Another important initiative that is underway is creating a BRICS pool of foreign currency reserves. It will become a safety net to help us form a joint response to economic challenges.
I would like to emphasise that both the Development Bank and the foreign currency reserves pool are practical steps for our countries, intended to strengthen international financial architecture and to make it more balanced and just.
The BRICS countries have shared attitudes towards other modern challenges in the economy, including the prompt completion of the Doha Round Negotiations, creating a more just global trade system and ensuring transparency in regional trade agreements.
Q: How solid can a union of countries be if the majority of them do not have common borders? Is it possible that global processes will lead to the situation when over time the cooperation between the member countries dies out, as it sometimes happens with regional associations? Are there any plans to reinforce a political element in BRICS and add a military aspect to these countries' interaction?
A: In the modern world the factor of common borders does not play a defining role. On the contrary, global processes encourage us to join efforts as challenges and problems become shared. In the BRICS case we see a whole set of coinciding strategic interests.
First of all, this is the common intention to reform the international monetary and financial system. In the present form it is unjust to the BRICS countries and to new economies in general. We should take a more active part in the IMF and the World Bank's decision-making system. The international monetary system itself depends a lot on the US dollar, or, to be precise, on the monetary and financial policy of the US authorities. The BRICS countries want to change this.
Another long-term common interest of the association’s members is strengthening the rule of international law and the UN’s leading role in the international system. To be honest, without Russia’s and China's principled position on Syria in the Security Council the events in that country would have followed the Libyan and Iraqi scenario.
Certainly, the BRICS countries intend to strengthen the political element of our cooperation. That is why we will develop the practice of mutual consultations and joint actions in international organisations, first of all, in the UN. In the long term, we will create a virtual BRICS secretariat. At the same time, I would like to stress that we do not have any plans to form a BRICS military and political alliance.
Q: In March, there was information that Argentina may become the sixth BRICS member. This idea was supported by three of the five member countries – India, Brazil and South Africa. What is Russia's attitude to it? Is the expansion of BRICS advisable? What are the criteria for other countries’ possible accession to BRICS?

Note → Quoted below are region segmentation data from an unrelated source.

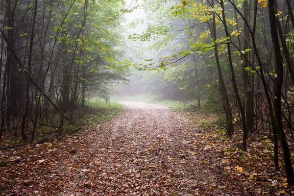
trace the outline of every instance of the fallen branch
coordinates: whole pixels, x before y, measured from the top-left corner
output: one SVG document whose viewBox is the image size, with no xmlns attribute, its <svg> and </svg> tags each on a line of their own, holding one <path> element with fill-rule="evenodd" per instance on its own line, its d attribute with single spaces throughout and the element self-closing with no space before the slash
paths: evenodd
<svg viewBox="0 0 294 196">
<path fill-rule="evenodd" d="M 12 145 L 12 146 L 9 146 L 8 147 L 0 147 L 0 150 L 4 150 L 5 149 L 9 149 L 9 148 L 12 148 L 13 147 L 20 147 L 23 146 L 24 146 L 26 144 L 28 144 L 28 142 L 26 142 L 24 144 L 17 144 L 15 145 Z"/>
<path fill-rule="evenodd" d="M 9 163 L 20 163 L 21 162 L 20 160 L 14 160 L 13 161 L 7 161 L 6 162 L 3 163 L 1 163 L 1 165 L 0 165 L 0 167 L 3 167 L 3 166 L 5 166 L 6 164 Z"/>
<path fill-rule="evenodd" d="M 1 109 L 0 109 L 0 111 L 3 111 L 3 112 L 4 112 L 5 113 L 8 113 L 9 114 L 11 114 L 12 115 L 14 115 L 14 116 L 17 116 L 17 117 L 20 117 L 20 118 L 22 118 L 23 117 L 21 115 L 17 115 L 16 114 L 13 113 L 12 112 L 8 112 L 8 111 L 3 110 L 1 110 Z M 40 124 L 44 125 L 44 126 L 50 126 L 51 127 L 55 128 L 56 128 L 55 126 L 51 126 L 49 124 L 45 124 L 44 123 L 39 122 L 38 121 L 36 121 L 36 120 L 34 120 L 31 119 L 29 119 L 28 118 L 26 118 L 26 119 L 27 120 L 28 120 L 28 121 L 33 121 L 34 122 L 37 122 L 38 123 L 39 123 Z"/>
</svg>

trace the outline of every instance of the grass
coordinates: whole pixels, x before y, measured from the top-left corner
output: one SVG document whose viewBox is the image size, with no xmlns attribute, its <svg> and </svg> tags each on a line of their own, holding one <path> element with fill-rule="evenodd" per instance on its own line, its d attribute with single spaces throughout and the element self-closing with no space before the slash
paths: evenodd
<svg viewBox="0 0 294 196">
<path fill-rule="evenodd" d="M 189 109 L 191 105 L 183 103 L 182 101 L 169 100 L 162 99 L 158 96 L 152 95 L 150 94 L 141 94 L 134 95 L 126 96 L 111 96 L 110 97 L 110 101 L 140 101 L 146 103 L 156 103 L 160 105 L 165 105 L 174 110 L 181 112 L 185 109 Z"/>
<path fill-rule="evenodd" d="M 121 109 L 124 107 L 123 104 L 115 102 L 106 102 L 99 98 L 92 98 L 86 103 L 87 111 L 84 111 L 84 116 L 80 119 L 83 123 L 97 124 L 115 117 Z"/>
</svg>

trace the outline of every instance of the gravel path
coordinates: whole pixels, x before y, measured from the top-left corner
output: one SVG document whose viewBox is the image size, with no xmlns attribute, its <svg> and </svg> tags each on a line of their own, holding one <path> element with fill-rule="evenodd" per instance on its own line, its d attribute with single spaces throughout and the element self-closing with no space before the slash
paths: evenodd
<svg viewBox="0 0 294 196">
<path fill-rule="evenodd" d="M 22 164 L 2 169 L 0 193 L 225 195 L 219 188 L 228 185 L 218 168 L 220 158 L 212 159 L 212 152 L 199 143 L 187 119 L 162 105 L 122 103 L 126 108 L 112 121 L 64 141 L 34 146 L 29 150 L 32 146 L 16 149 L 14 155 L 21 157 Z M 70 154 L 72 149 L 77 152 Z M 24 185 L 25 179 L 29 186 Z"/>
</svg>

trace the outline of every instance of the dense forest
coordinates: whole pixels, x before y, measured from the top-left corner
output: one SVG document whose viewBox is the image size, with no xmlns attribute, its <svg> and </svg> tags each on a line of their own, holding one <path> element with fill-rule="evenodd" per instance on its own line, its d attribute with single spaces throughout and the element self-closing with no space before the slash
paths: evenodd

A: Russia welcomes the Argentinean authorities' intention to work more closely with BRICS. It is quite possible for BRICS to enter into strategic partnership with Argentina, as with other big developing countries, in both politics and the economy.
However, the expansion of BRICS is not being considered in practice at the moment. First, we should work out the numerous cooperation formats already created within of our union.
There are no strict criteria for other states' accession to BRICS. Each case is considered individually.
On the whole, today, more and more countries see the potential of this association. That is why, in the future, the issue of gradually expanding BRICS is likely to be raised.